Eraclito, per esempio, pensava che il mondo fosse regolato da una interdipendenza di concetti opposti e che nulla potesse esistere senza il suo contrario (cosa che farà di lui il fondatore della logica degli opposti).
Ma di come si potesse ricavare una conoscenza da questa teoria della contraddizione c’è lo spiegherà, poi, Engels con il “vero senso dell’unità dei contrari“.
E’ così che ho capito che bisognava guardare alla storia della scienza come una storia dove un vecchio errore veniva sostituito da un nuovo errore… ma meno assurdo.
Come fa una freccia a proseguire la sua corsa dopo che l’arco l’ha scoccata?
Aristotele immagina che dipenda dalla densità dell’aria e dal tempo che la freccia impiega a perforarla.
L’alessandrino Filopono ritiene, invece, che non ci sia una così diretta proporzionalità tra densità e mezzo, poiché lo stesso movimento si verifica anche nel vuoto. A parte l’attrito, l’aria non influisce più di tanto, perché l’oggetto cade a causa del suo peso. Questa nuova idea apre la strada, 800 anni dopo, all’Impetus di Buridano.
Quasi 1600 anni per passare da un’idea “ingenua” a una più scientifica? Si ma, attenzione, senza che l’una abbia annullato l’altra. Come ci racconta Dan Sperberg, entrambe le teorie (ingenua e scientifica) si fondono e si sovrappongono in un turbinio indistinguibile del comune sentire quotidiano.
Le teorie ingenue sono concettualizzazioni personali che, mettendo a valore le esperienze dirette, passano da interpretazioni singole a concetti generali.
La psicologia ingenua, per esempio, ci permette di fare previsioni inferendo uno stato mentale dall’osservazione di un comportamento; la fisica ingenua ci fa comprende facilmente la caduta di una mela dall’albero e ci fa stupire per le volute di una foglia.
A partire da Bion e per finire alla Teoria della mente, si ritiene (più o meno) che questi saperi derivino da capacità cognitive, altamente specializzate, deputate proprio all’elaborazione di specifiche informazioni.
Giusto per mettere le mani avanti (e anche perché il post non è un approfondimento scientifico) debbo evidenziare il fatto che, per esempio, uno dei punti di forza della teoria modulare fodoriana è la natura sintattica dei dati, mentre il modulo della psicologia ingenua acquisisce dati in forma semantica senza chiarire in che modo trasforma questa informazione sensoriale... E non me ne voglia la mia amica Carmela appassionata di "metarappresentazioni".

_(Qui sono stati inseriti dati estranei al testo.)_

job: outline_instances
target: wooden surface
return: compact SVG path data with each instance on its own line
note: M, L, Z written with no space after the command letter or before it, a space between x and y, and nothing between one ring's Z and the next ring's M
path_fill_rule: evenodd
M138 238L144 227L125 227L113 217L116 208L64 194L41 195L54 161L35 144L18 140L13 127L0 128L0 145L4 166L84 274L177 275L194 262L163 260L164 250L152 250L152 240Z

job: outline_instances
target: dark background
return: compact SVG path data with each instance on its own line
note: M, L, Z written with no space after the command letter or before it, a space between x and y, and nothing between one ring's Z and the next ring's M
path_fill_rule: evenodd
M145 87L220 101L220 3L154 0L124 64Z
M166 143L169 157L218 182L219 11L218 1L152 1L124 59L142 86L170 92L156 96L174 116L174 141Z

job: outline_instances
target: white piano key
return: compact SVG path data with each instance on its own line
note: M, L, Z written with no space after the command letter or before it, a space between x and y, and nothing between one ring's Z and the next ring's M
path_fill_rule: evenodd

Paolo Bozzi sostiene che tali teorie valorizzano il mondo delle esperienze per formare concetti primordiali che poi si evolvono in concettualizzazioni di grado superiore e, spesso, in nuove modalità di realizzazione di tali concetti.
Come la fisica e l’economia anche la politica ha una sua teoria ingenua sviluppatasi, probabilmente, a partire dalla polis ateniese che, non a caso, Alcibiade definisce come inevitabile follia (“al di fuori di essa possono vivere solo le bestie o gli dei“). Susan Carey ha stabilito che nei primi anni di vita del bambino è già presente una psicologia ingenua e una fisica ingenua, mentre una economia ingenua e una politica ingenua iniziano a svilupparsi solo qualche anno più tardi.
I bambini di 4 anni, per esempio, sanno già cosa è proibito, cosa è possibile e cosa è impossibile; poi, pian piano, iniziano a sviluppare una nozione di autorità, di regola e di obbedienza che faranno da fulcro a elaborazioni più complesse.
Grossolanamente possiamo dire che all’età di dieci anni iniziamo a formarci i primi concetti politici.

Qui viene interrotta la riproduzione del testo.